Yesterday, the Australian Federal Government modified the continuous disclosure provisions of the Corporations Act 2001 (Cth) (Corporations Act) in an effort to provide temporary relief to companies and officers for a six month period from today.
In brief, pursuant to the amendments in Corporations (Coronavirus Economic Response) Determination (No. 2) 2020, a breach of the civil penalty provisions under sections 674 and 675 occurs only where information is withheld from disclosure with knowledge that it would, or recklessness or negligence as to whether it would have a material effect on the price or value of the entity’s securities. This modifies the previous objective “reasonable person” expectations of materiality.

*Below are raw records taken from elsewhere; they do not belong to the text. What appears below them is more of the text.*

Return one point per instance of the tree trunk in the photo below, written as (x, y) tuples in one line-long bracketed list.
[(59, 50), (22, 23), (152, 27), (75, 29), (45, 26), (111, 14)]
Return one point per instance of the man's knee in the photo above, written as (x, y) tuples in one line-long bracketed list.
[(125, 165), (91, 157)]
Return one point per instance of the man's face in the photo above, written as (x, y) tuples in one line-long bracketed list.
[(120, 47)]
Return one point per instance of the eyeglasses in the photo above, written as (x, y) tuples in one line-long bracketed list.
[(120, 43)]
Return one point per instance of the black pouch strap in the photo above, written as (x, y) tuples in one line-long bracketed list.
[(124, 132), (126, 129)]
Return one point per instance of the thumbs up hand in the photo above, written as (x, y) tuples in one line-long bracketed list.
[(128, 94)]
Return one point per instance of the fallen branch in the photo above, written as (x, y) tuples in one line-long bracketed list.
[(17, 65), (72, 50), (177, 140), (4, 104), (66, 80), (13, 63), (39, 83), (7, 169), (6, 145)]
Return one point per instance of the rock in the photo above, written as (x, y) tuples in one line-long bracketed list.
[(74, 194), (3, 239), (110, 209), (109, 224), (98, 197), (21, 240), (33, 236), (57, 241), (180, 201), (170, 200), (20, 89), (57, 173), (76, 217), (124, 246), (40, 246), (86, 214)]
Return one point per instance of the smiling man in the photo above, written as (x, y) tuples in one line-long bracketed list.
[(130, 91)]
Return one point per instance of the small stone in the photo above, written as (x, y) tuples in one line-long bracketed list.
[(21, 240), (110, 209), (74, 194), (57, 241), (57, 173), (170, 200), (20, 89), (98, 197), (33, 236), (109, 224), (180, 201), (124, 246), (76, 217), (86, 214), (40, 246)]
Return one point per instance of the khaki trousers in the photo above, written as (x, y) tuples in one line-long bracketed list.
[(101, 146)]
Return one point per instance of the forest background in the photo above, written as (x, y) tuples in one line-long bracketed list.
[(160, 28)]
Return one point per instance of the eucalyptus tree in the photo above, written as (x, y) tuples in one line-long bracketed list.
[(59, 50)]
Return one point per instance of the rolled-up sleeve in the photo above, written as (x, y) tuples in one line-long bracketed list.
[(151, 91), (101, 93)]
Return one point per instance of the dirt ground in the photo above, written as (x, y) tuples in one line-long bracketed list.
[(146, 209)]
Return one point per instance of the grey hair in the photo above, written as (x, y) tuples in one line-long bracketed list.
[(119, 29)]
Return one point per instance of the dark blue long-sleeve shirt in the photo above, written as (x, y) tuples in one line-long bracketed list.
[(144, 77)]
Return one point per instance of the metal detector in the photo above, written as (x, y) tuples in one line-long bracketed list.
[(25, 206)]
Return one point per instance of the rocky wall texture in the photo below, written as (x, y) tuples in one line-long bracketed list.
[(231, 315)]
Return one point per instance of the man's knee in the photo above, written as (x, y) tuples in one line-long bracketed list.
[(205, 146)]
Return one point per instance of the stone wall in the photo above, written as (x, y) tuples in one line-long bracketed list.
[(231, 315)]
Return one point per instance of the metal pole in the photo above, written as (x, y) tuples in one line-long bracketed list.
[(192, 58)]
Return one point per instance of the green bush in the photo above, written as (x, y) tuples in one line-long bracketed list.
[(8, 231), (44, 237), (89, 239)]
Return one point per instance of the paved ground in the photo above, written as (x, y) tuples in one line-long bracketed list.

These amendments are intended to facilitate the continuation of business in circumstances relating to COVID-19 and to enable companies to more confidently provide guidance to the market during the crisis.1
It is also aimed squarely at addressing “the threat of opportunistic class actions” and “to make it harder to bring such actions against companies and officers’ during the Coronavirus crisis and while allowing the market to continue to stay informed and function effectively.”2
The amendments likely provide partial protection for listed and disclosing entities. However, the extent to which the amendments afford substantive relief from class action risk in practice remains to be seen. For example, the amendments do not modify the provisions of the Corporations Act dealing with misleading or deceptive conduct, which is commonly pleaded in disclosure-related shareholder class actions. Companies should exercise caution in considering the limited scope of the amendments before placing undue reliance upon them.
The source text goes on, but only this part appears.